Effect of a Prior Sham Marriage on Future Marriages
Last updated on Jul 20th, 2017
Marriage fraud can have a number of bad consequences on the immigrant who intends to benefit from it. Anyone who is thinking about engaging in marriage fraud or has entered a marriage which may appear to be fraudulent to a USCIS adjudicator should, at the very least, consult with an immigration attorney.
However, the truth is that many people will get away with marriage fraud. Many immigrants will receive a Green Card, receive citizenship, and go on to live happily ever after in the US, because of marriage fraud.

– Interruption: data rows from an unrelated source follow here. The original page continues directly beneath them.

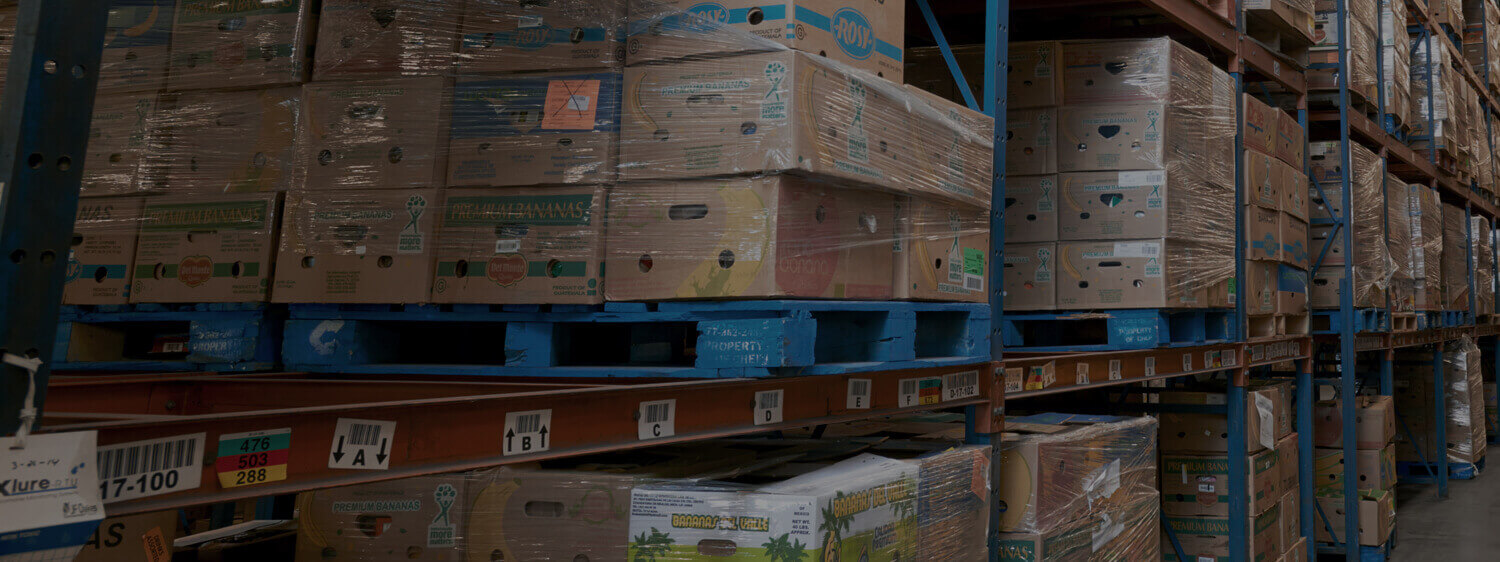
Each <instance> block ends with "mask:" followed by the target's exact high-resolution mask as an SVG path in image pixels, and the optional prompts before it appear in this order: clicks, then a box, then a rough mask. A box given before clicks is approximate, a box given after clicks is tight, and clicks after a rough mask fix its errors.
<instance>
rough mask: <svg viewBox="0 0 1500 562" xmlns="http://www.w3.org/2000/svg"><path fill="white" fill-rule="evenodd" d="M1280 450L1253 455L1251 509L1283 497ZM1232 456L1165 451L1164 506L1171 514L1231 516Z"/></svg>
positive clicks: (1267, 509) (1250, 502) (1163, 492)
mask: <svg viewBox="0 0 1500 562" xmlns="http://www.w3.org/2000/svg"><path fill="white" fill-rule="evenodd" d="M1280 457H1281V456H1280V453H1278V451H1277V450H1274V448H1269V450H1265V451H1260V453H1256V454H1253V456H1251V457H1250V463H1248V466H1247V468H1245V471H1247V472H1245V474H1248V475H1250V487H1248V493H1250V498H1248V499H1247V501H1248V504H1247V505H1248V507H1250V513H1265V511H1266V510H1271V508H1272V507H1275V505H1277V502H1280V501H1281V495H1283V490H1281V489H1280V487H1278V486H1277V483H1278V481H1280V480H1281V463H1280ZM1229 493H1230V492H1229V457H1226V456H1224V454H1187V453H1163V456H1161V510H1163V513H1166V514H1167V516H1169V517H1170V516H1217V517H1229Z"/></svg>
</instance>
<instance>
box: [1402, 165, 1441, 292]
mask: <svg viewBox="0 0 1500 562" xmlns="http://www.w3.org/2000/svg"><path fill="white" fill-rule="evenodd" d="M1407 189H1409V193H1410V198H1409V199H1407V202H1409V204H1410V207H1409V210H1410V213H1412V270H1413V276H1415V277H1416V298H1415V307H1416V310H1443V202H1442V201H1440V199H1439V195H1437V189H1433V187H1428V186H1422V184H1415V183H1413V184H1410V186H1407Z"/></svg>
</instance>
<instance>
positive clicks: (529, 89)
mask: <svg viewBox="0 0 1500 562" xmlns="http://www.w3.org/2000/svg"><path fill="white" fill-rule="evenodd" d="M618 139H619V73H616V72H595V73H538V75H523V76H472V78H465V79H459V82H458V85H455V88H453V127H452V139H450V142H449V171H447V177H449V186H450V187H459V186H475V187H501V186H534V184H595V183H612V181H613V180H615V153H616V142H618Z"/></svg>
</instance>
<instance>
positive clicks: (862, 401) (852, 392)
mask: <svg viewBox="0 0 1500 562" xmlns="http://www.w3.org/2000/svg"><path fill="white" fill-rule="evenodd" d="M844 408H847V409H870V379H849V394H847V396H846V397H844Z"/></svg>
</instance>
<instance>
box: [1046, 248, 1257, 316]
mask: <svg viewBox="0 0 1500 562" xmlns="http://www.w3.org/2000/svg"><path fill="white" fill-rule="evenodd" d="M1058 259H1059V271H1062V277H1061V280H1059V282H1058V307H1059V309H1065V310H1067V309H1161V307H1178V309H1193V307H1214V306H1229V304H1227V303H1229V295H1230V294H1232V292H1230V291H1229V277H1233V273H1229V274H1224V273H1227V271H1221V270H1223V265H1224V264H1233V244H1229V247H1218V246H1214V244H1212V243H1202V241H1193V240H1163V238H1152V240H1118V241H1068V243H1059V244H1058ZM1211 268H1212V270H1211Z"/></svg>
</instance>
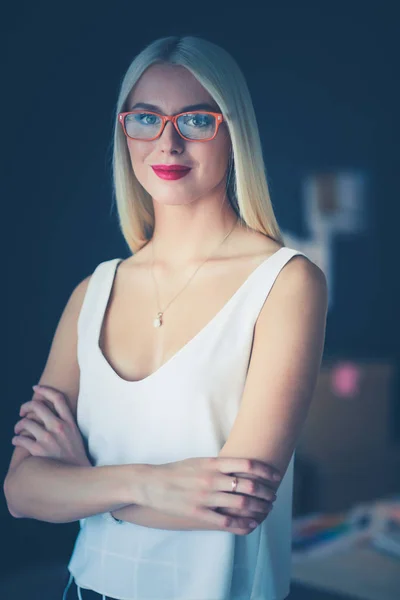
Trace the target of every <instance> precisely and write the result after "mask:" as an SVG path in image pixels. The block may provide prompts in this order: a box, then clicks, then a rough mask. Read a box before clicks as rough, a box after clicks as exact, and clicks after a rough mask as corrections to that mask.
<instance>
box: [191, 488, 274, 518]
mask: <svg viewBox="0 0 400 600" xmlns="http://www.w3.org/2000/svg"><path fill="white" fill-rule="evenodd" d="M202 504H203V506H221V507H223V508H233V509H234V510H244V511H246V512H247V511H249V510H254V511H257V512H261V513H267V512H268V511H270V510H271V506H272V503H271V502H269V501H268V500H262V499H261V498H254V497H251V496H246V495H243V494H227V493H226V492H211V493H209V494H207V495H206V497H203V498H202Z"/></svg>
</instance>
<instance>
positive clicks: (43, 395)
mask: <svg viewBox="0 0 400 600" xmlns="http://www.w3.org/2000/svg"><path fill="white" fill-rule="evenodd" d="M34 389H35V391H36V392H38V393H39V394H41V395H42V396H44V398H45V399H46V400H49V401H50V402H51V403H52V404H53V405H54V408H55V411H56V413H57V414H58V416H59V417H61V419H63V420H64V421H68V422H69V423H72V422H74V417H73V416H72V412H71V409H70V408H69V405H68V402H67V399H66V397H65V395H64V394H63V392H60V390H56V389H55V388H52V387H49V386H43V385H40V386H34Z"/></svg>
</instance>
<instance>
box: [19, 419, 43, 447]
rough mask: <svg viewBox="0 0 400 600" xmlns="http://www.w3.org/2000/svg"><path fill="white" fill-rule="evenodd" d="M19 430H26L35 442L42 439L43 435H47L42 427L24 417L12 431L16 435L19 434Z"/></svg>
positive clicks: (41, 425)
mask: <svg viewBox="0 0 400 600" xmlns="http://www.w3.org/2000/svg"><path fill="white" fill-rule="evenodd" d="M21 429H26V431H28V432H29V433H31V434H32V435H33V436H34V438H35V439H36V440H37V441H40V440H41V439H43V434H44V433H48V432H47V431H46V430H45V429H44V428H43V426H42V425H39V423H36V422H35V421H32V420H31V419H27V418H26V417H24V418H23V419H21V420H20V421H18V423H17V424H16V425H15V427H14V431H15V433H16V434H19V431H20V430H21Z"/></svg>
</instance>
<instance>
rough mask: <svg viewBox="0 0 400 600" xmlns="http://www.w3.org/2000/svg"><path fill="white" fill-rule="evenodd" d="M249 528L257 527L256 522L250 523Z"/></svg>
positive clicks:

However, it is also true that many people are caught.
For this reason, it is important to know some of the consequences of a sham marriage.
Here is just one:
When an American citizen marries a non-citizen, the citizen can file a Form I–130, to petition the government to recognize the non-citizen (the beneficiary) as a legal permanent resident. The couple has the burden to persuade the government that, when they married, they intended to establish a life together. However, separate from the couple’s burden, the government must deny the petition if it finds that the non-citizen ever entered into a sham marriage. All prior marriages can be considered, and if the government finds that any one of them is fraudulent, the beneficiary is forever barred from receiving an immigration benefit through marriage. This is a statutory bar that cannot be avoided.
The beneficiary need not have been prosecuted or convicted of marriage fraud, and the government may look at all relevant evidence. If the government identifies substantial and probative evidence of marriage fraud, then the burden shifts to the couple to show otherwise.
This is just one undesirable consequence that follows from a sham marriage. There are others; nonetheless, sham marriages will probably never end. Whether someone engages in a sham marriage is entirely their choice, but to do so without knowledge of all the consequences that follow from a sham marriage is foolhardy.